Search code examples
seaborncountplot

Countplotting a binary Series takes an excessive amount of time, and ends up producing a strange plot


As can be seen in the screenshot below, my y_train Series contains two values: 0 and 1. Why, then, does the countplot take almost 4 minutes to run, and when it finally finishes, it produces a plot that has nothing to do with the data?

countplot


Solution

  • You should directly pass the Series to x:

    sns.countplot(x=y_train)
    

    why did it fail?

    Assuming the latest seaborn (0.13.2).

    If you pass a Series to data, this is considered a wide format.

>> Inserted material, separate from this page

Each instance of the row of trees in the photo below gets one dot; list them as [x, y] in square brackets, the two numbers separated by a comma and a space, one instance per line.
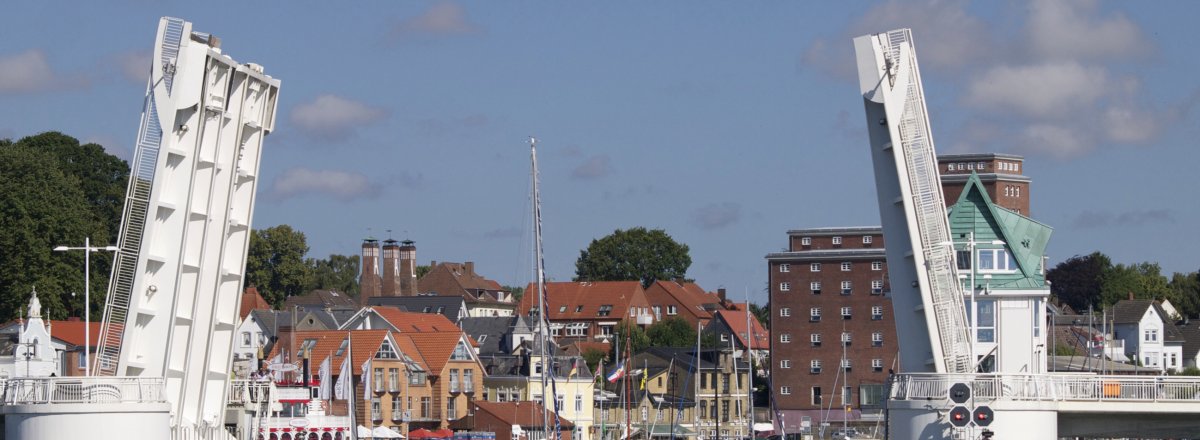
[55, 191]
[1092, 279]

    data: DataFrame, Series, dict, array, or list of arrays

    Dataset for plotting. If x and y are absent, this is interpreted as wide-form. Otherwise it is expected to be long-form.

    import seaborn as sns
    
    y_train = pd.Series([0, 1, 1, 0], name='count')
    
    sns.countplot(data=y_train)
    

    Output:

    enter image description here

    In your case, this creates more than 20,000 bars.

    A workaround could be to convert to_frame and pass the name as x:

    import seaborn as sns
    
    y_train = pd.Series(np.repeat([0, 1], [16548, 5251]), name='count')
    
    sns.countplot(data=y_train.to_frame(), x='count')
    

    enter image description here